Os referidos Lotes encontram-se em fase final de conclusão das obras;

O Terminal de Ilhéus (Vias de acesso e construção do Porto Sul), ainda não foram iniciadas.

 

– FIOL II: Corresponde aos seguintes Lotes:

Lotes 5-A (Ponte sobre o Rio São Francisco) com 2,90 km de extensão onde a obra está concluída;

Lote 5-F entre Guanambi e Brumado com 162,04 km de extensão. A obra encontra-se em andamento através de firma empreiteira;

Lote 6-F entre Brumado e Correntina com 159,31 km de extensão. Até a presente data foi executado somente 37% de sua extensão total e será complementada pelos Batalhões de Engenharia do Exército;

Lote 7-F entre Correntina e Barreiras com 161,12 km de extensão. A obra encontra-se em andamento através de firma empreiteira.

– FIOL III: Lotes 8-F a 11-F com 505 km de extensão onde as obras ainda não foram iniciadas.

A extensão total da FIOL entre Figueirópolis a Ilhéus corresponde a 1.527,00 km

Segundo informações do MINFRA e do governo do estado da Bahia, a FIOL após a sua conclusão passaria a ser a líder nacional na produção de bens minerais, pois na sua extração podemos citar as reservas de minério de ferro e urânio nas jazidas da região de Caetité, a produção de magnesita transportada pela FCA para Minas Gerais através do     Porto de Salvador em Brumado, o manganês em Barreiras e Correntina, a bauxita no Vale do Piramirim, calcáreo também em Correntina e ao longo da ferrovia a existência de    rochas silicáticas (granito, quartzito e gnaisse) e carboláticas (mármore).

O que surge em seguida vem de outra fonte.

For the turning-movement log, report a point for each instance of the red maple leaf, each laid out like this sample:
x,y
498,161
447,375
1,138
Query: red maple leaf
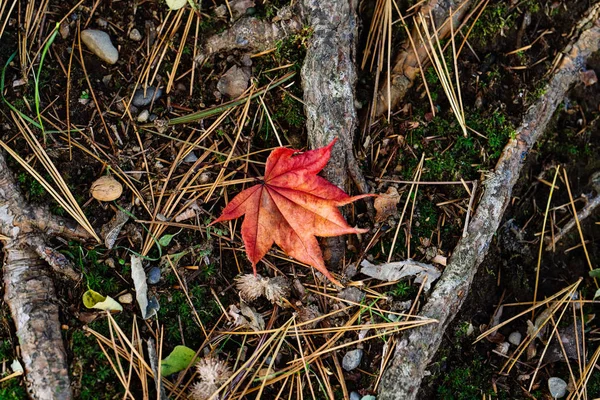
x,y
290,207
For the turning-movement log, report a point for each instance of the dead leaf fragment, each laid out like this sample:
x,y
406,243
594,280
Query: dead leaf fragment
x,y
385,204
402,269
106,188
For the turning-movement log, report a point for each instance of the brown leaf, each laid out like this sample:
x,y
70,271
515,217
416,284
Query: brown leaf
x,y
385,204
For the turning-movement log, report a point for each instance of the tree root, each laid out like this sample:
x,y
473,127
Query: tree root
x,y
417,347
29,289
328,80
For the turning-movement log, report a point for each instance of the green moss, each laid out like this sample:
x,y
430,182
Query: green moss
x,y
494,19
174,306
466,383
91,368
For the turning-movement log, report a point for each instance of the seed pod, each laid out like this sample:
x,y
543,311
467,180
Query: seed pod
x,y
106,188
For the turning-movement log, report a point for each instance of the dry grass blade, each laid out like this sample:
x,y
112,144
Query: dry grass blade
x,y
539,262
62,194
5,14
435,54
554,303
379,43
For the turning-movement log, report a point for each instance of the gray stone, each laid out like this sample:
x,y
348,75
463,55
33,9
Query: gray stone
x,y
352,359
557,387
153,275
139,100
135,35
126,298
234,82
143,117
515,338
352,294
99,43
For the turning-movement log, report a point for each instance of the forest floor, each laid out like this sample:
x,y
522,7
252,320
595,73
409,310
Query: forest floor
x,y
178,178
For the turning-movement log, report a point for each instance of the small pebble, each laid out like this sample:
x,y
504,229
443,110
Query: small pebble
x,y
154,275
139,100
99,43
352,359
135,35
102,23
515,338
126,298
143,117
234,82
557,387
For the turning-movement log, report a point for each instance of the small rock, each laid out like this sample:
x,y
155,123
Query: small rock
x,y
126,298
154,275
221,11
515,338
557,387
246,60
99,43
234,82
139,100
239,7
143,117
102,23
352,359
135,35
353,294
502,348
589,77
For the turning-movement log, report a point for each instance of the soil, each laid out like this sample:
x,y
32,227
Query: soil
x,y
495,90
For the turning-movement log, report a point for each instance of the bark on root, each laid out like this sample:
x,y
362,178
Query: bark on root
x,y
328,81
406,63
29,289
416,348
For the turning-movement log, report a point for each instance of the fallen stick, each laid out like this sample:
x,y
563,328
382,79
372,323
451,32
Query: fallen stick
x,y
417,347
29,289
328,81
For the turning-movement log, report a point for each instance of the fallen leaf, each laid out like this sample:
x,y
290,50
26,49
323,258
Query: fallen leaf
x,y
385,204
93,299
290,207
178,360
402,269
176,4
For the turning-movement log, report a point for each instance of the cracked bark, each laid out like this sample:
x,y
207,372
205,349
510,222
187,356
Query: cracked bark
x,y
417,347
328,81
29,289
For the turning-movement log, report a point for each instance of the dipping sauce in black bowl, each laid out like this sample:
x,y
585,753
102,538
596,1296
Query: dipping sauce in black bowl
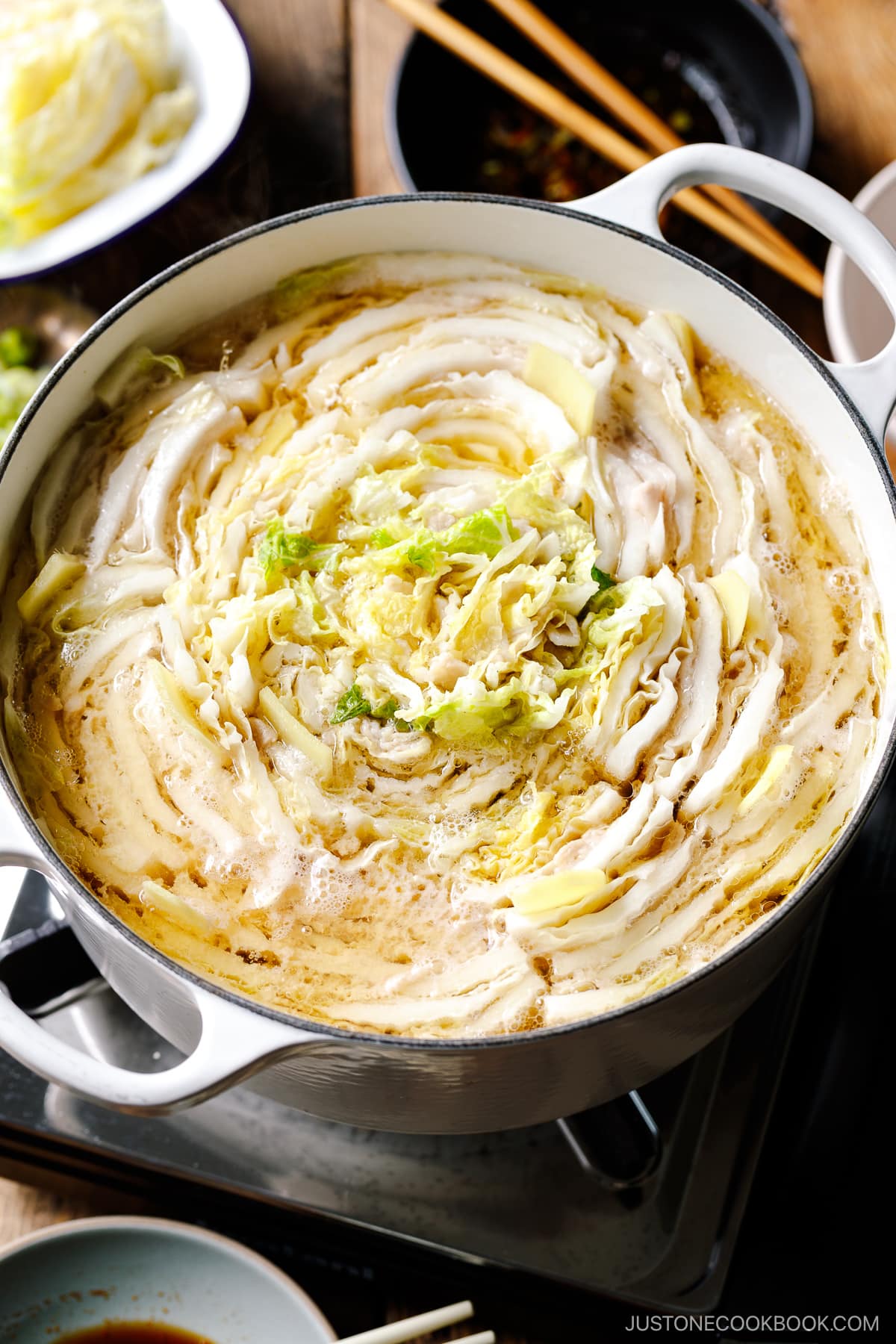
x,y
712,69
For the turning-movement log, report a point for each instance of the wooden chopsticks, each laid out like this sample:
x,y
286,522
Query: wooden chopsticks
x,y
417,1325
547,100
626,107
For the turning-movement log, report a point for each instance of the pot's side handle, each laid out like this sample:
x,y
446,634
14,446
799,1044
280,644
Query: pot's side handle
x,y
637,199
234,1045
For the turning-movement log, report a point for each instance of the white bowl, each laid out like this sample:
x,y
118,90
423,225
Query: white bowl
x,y
214,58
75,1276
856,317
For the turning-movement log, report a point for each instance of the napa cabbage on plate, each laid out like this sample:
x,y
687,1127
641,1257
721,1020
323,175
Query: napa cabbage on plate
x,y
90,100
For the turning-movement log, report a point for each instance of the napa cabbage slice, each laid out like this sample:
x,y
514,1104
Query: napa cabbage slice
x,y
559,379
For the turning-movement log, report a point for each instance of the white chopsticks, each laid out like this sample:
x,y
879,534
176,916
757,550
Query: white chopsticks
x,y
417,1325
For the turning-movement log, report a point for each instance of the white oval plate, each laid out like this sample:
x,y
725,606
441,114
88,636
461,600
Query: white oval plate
x,y
214,58
75,1276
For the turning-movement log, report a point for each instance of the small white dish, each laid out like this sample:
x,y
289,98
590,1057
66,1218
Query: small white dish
x,y
75,1276
215,60
856,317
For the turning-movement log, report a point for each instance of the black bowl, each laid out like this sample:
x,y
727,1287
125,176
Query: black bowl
x,y
732,60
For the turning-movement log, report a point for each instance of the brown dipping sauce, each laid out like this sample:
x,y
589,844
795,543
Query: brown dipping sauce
x,y
134,1332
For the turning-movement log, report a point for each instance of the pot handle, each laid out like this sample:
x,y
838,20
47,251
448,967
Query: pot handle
x,y
234,1042
637,201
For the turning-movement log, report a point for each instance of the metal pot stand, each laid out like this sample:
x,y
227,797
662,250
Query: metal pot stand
x,y
640,1199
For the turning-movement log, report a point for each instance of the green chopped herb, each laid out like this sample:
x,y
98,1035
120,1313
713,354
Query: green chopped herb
x,y
281,550
480,534
382,538
349,706
386,710
18,347
423,553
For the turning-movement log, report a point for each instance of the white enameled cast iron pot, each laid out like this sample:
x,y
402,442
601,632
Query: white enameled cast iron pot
x,y
499,1082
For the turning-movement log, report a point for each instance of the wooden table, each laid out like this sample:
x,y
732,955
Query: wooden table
x,y
304,134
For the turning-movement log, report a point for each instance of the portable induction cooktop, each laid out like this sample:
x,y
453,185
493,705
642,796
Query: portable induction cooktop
x,y
637,1202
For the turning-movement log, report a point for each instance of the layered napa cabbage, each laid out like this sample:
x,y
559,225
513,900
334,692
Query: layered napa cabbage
x,y
457,652
90,100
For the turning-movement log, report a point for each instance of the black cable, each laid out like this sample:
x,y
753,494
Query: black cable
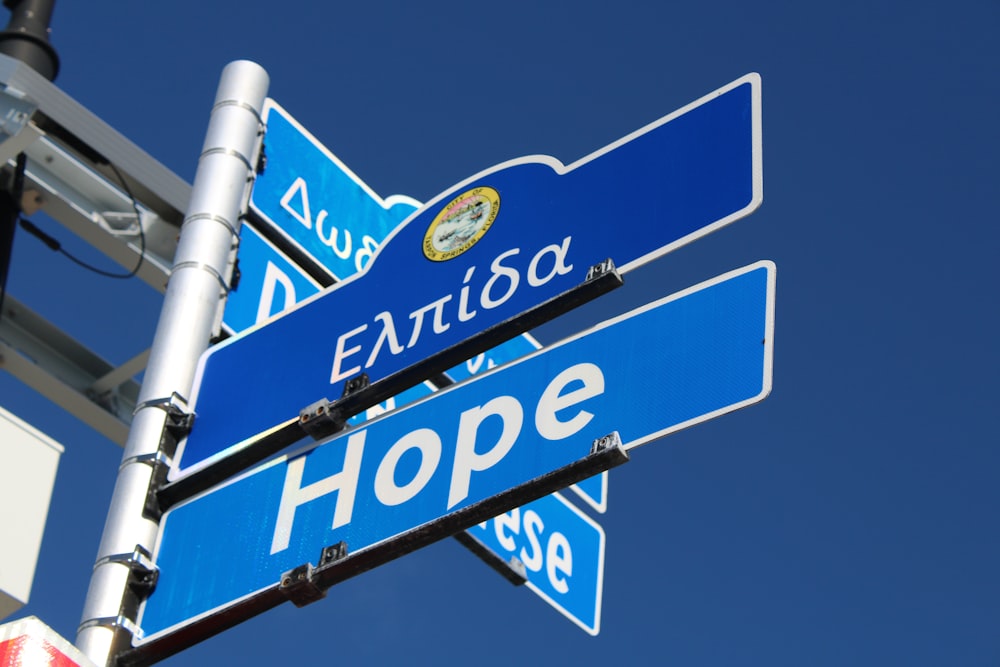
x,y
53,244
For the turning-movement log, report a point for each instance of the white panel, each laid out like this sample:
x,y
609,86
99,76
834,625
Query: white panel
x,y
28,462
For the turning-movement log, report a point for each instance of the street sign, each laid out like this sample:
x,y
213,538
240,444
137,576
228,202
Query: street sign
x,y
460,456
478,256
562,550
316,203
593,490
270,283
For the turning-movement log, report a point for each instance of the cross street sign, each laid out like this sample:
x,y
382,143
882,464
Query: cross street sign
x,y
316,203
593,490
460,456
562,550
480,255
270,283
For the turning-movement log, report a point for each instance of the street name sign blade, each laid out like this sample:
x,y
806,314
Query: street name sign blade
x,y
316,203
594,490
271,283
562,550
482,253
667,366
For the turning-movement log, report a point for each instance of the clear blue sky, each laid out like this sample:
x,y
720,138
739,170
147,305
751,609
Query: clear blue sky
x,y
850,518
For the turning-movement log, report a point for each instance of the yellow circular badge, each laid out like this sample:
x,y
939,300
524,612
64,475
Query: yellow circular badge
x,y
461,223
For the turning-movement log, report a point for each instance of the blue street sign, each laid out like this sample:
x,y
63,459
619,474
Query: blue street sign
x,y
593,490
666,366
270,283
562,550
316,203
482,253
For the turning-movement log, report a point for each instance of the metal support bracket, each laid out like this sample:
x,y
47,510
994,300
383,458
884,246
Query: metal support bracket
x,y
601,269
299,587
299,584
160,463
143,573
610,441
142,578
322,418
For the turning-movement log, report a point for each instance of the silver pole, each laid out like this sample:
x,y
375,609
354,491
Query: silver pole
x,y
191,313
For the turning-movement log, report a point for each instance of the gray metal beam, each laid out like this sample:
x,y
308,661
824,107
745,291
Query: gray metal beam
x,y
45,358
85,172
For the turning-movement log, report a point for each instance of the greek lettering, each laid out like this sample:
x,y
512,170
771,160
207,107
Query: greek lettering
x,y
500,271
418,318
463,300
507,521
298,188
331,240
558,263
340,353
365,252
388,335
274,276
559,559
532,527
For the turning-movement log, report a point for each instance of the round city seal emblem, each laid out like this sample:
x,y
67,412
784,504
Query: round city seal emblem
x,y
461,223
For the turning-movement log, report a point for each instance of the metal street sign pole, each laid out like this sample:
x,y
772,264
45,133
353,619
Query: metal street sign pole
x,y
190,316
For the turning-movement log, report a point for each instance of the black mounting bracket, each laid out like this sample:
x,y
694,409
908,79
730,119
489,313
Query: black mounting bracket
x,y
322,418
609,441
601,269
299,584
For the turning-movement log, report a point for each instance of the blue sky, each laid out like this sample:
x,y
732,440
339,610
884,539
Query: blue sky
x,y
847,519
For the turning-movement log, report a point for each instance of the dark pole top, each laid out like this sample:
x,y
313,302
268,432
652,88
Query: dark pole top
x,y
26,37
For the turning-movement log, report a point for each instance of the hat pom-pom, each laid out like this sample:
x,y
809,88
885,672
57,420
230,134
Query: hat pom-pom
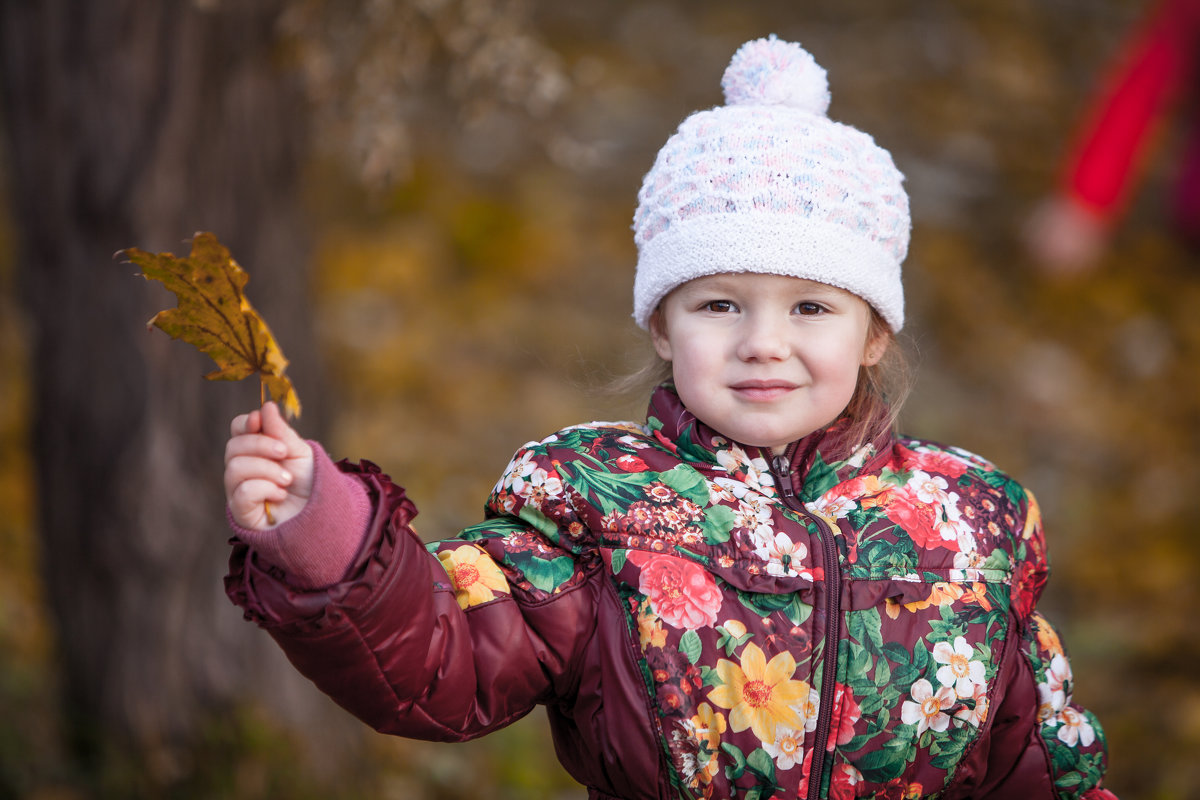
x,y
773,72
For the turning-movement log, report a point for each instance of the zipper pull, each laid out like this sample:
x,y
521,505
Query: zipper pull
x,y
784,475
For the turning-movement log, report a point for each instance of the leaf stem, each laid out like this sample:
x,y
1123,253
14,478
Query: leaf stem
x,y
262,401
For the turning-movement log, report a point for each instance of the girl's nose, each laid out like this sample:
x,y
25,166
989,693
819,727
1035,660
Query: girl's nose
x,y
762,340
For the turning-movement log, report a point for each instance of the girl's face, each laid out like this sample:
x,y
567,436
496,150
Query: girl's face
x,y
765,359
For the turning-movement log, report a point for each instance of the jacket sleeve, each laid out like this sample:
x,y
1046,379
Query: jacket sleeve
x,y
1042,743
443,642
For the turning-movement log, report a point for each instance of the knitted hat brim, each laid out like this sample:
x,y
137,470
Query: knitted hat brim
x,y
750,242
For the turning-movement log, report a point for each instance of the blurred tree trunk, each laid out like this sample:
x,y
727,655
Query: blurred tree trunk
x,y
136,122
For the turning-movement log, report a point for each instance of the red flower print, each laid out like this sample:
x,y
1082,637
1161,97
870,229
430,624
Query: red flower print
x,y
681,593
919,521
631,464
844,781
1029,585
941,463
846,713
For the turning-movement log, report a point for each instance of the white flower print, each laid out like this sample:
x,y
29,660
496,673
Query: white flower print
x,y
929,488
1075,728
1057,681
787,750
978,715
967,563
781,555
832,507
757,473
958,671
927,709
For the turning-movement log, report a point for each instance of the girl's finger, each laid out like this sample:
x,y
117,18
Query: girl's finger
x,y
245,423
250,469
253,444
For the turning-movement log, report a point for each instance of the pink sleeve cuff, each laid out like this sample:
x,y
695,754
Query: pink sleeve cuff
x,y
317,546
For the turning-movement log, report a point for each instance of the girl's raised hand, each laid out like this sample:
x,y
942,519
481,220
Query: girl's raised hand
x,y
267,462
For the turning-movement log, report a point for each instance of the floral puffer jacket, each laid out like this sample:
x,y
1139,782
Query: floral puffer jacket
x,y
706,620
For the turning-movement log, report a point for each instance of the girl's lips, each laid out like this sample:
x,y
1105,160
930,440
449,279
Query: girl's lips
x,y
762,390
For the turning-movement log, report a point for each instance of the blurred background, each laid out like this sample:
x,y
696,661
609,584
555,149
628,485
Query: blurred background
x,y
432,199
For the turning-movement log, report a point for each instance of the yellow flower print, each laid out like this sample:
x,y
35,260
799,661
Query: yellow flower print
x,y
473,573
1032,518
942,594
708,726
760,695
1048,638
649,627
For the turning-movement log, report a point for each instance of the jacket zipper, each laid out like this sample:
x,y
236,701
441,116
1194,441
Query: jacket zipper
x,y
832,571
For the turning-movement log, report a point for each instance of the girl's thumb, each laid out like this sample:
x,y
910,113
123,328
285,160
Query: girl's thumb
x,y
275,426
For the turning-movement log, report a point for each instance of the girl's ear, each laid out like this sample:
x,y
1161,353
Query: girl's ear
x,y
658,326
875,349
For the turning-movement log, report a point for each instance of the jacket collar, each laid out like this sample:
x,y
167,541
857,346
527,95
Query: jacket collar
x,y
821,459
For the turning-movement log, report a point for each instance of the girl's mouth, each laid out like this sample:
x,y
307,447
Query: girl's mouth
x,y
762,390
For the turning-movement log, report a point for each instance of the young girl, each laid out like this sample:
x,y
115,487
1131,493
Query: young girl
x,y
761,591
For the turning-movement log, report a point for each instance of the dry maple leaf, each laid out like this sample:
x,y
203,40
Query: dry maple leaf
x,y
215,316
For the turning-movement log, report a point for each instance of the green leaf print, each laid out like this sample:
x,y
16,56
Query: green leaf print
x,y
821,479
688,483
549,575
540,522
719,521
763,605
607,491
883,764
867,626
690,647
735,770
882,673
761,763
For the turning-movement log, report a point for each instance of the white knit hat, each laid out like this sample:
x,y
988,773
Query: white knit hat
x,y
768,184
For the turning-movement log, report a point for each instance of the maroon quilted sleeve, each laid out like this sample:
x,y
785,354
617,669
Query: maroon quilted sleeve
x,y
424,645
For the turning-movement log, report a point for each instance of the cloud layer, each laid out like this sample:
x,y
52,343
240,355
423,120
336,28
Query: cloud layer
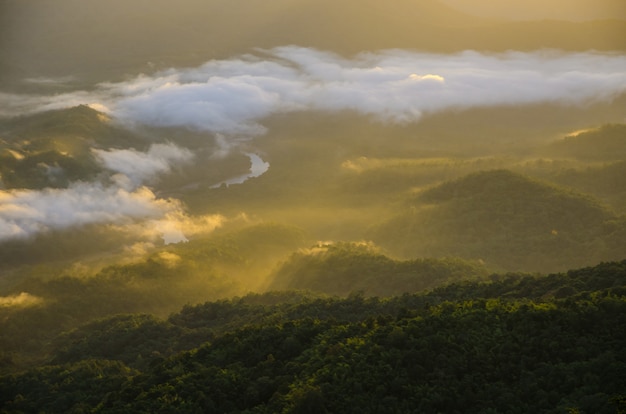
x,y
232,96
139,167
24,213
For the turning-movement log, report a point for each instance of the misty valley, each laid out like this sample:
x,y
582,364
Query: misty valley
x,y
413,210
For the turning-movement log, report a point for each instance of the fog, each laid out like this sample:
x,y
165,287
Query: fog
x,y
232,96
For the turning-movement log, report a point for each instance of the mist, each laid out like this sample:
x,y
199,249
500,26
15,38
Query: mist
x,y
232,96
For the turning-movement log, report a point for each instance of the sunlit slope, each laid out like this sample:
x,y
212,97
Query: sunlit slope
x,y
101,41
607,143
52,149
344,268
508,220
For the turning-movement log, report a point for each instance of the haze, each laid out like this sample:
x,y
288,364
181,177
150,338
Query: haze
x,y
250,159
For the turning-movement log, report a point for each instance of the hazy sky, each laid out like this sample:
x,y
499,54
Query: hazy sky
x,y
576,10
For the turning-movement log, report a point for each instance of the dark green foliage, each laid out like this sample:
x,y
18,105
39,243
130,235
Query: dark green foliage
x,y
342,268
508,345
508,220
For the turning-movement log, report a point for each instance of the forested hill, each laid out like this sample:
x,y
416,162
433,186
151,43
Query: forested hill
x,y
514,343
508,220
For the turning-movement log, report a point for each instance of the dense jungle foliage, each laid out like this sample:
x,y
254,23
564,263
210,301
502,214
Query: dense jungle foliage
x,y
512,343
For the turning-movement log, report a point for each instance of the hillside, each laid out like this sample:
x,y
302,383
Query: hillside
x,y
507,220
45,41
297,353
343,268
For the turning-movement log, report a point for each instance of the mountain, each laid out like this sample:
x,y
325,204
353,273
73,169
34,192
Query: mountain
x,y
506,219
606,143
457,349
344,268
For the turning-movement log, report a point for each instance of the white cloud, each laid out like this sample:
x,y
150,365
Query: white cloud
x,y
232,96
140,167
24,213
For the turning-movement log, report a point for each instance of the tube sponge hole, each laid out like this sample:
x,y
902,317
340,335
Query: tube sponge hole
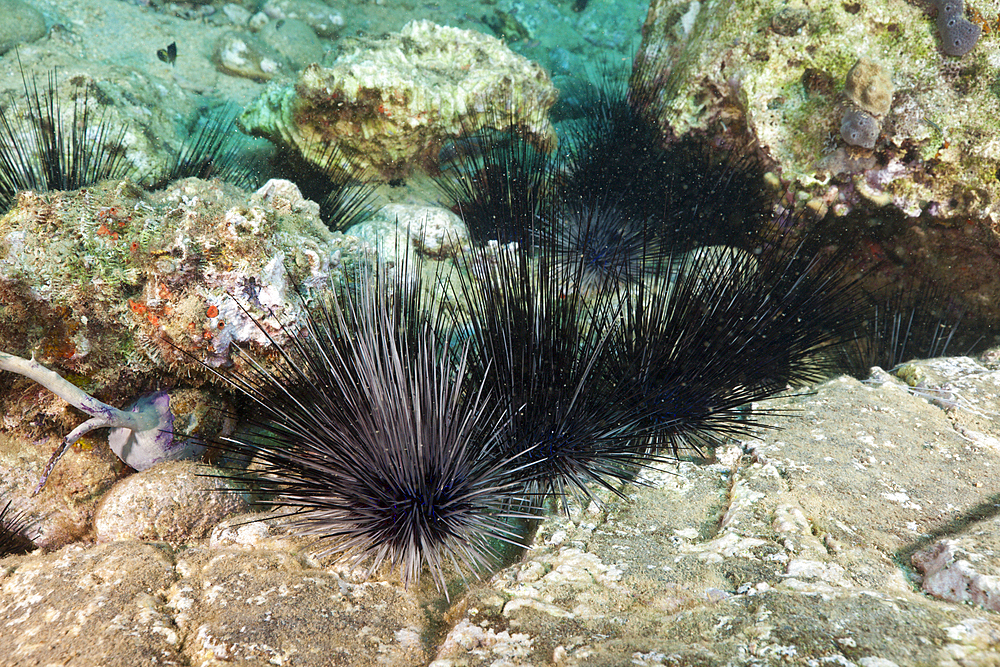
x,y
859,128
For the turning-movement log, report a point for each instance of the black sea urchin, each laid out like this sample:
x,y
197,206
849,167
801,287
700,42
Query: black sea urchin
x,y
41,151
498,182
724,328
375,442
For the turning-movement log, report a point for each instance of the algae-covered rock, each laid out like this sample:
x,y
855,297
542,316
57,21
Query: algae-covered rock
x,y
938,152
391,103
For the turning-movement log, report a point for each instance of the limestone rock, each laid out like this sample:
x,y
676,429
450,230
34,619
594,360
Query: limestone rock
x,y
869,86
792,546
392,103
21,23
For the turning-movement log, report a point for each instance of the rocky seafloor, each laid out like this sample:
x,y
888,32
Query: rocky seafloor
x,y
862,532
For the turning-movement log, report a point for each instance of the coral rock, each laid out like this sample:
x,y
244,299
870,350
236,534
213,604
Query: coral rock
x,y
869,85
391,103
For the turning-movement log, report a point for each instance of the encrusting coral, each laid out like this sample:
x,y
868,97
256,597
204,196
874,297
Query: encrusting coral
x,y
390,104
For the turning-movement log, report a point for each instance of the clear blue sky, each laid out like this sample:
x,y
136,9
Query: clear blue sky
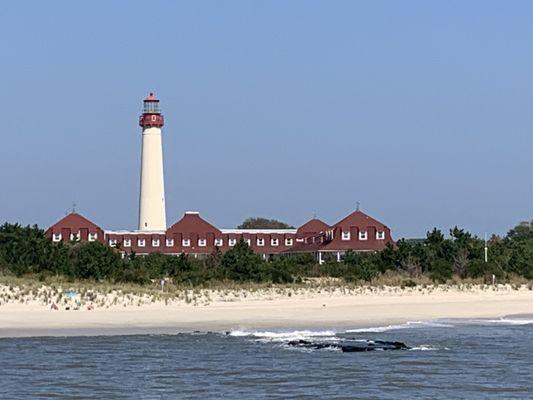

O leilão para operação dos lotes 1-F a 4-F (1ª etapa) deverá ser realizado até o final do ano em curso, ficando as vias de acesso e a construção do Porto Sul em Ilhéus a cargo do Governo da Bahia.

Após a sua conclusão total, a FIOL alcançará cerca de 70% da sua produção em agronegócios e 30% em mineração.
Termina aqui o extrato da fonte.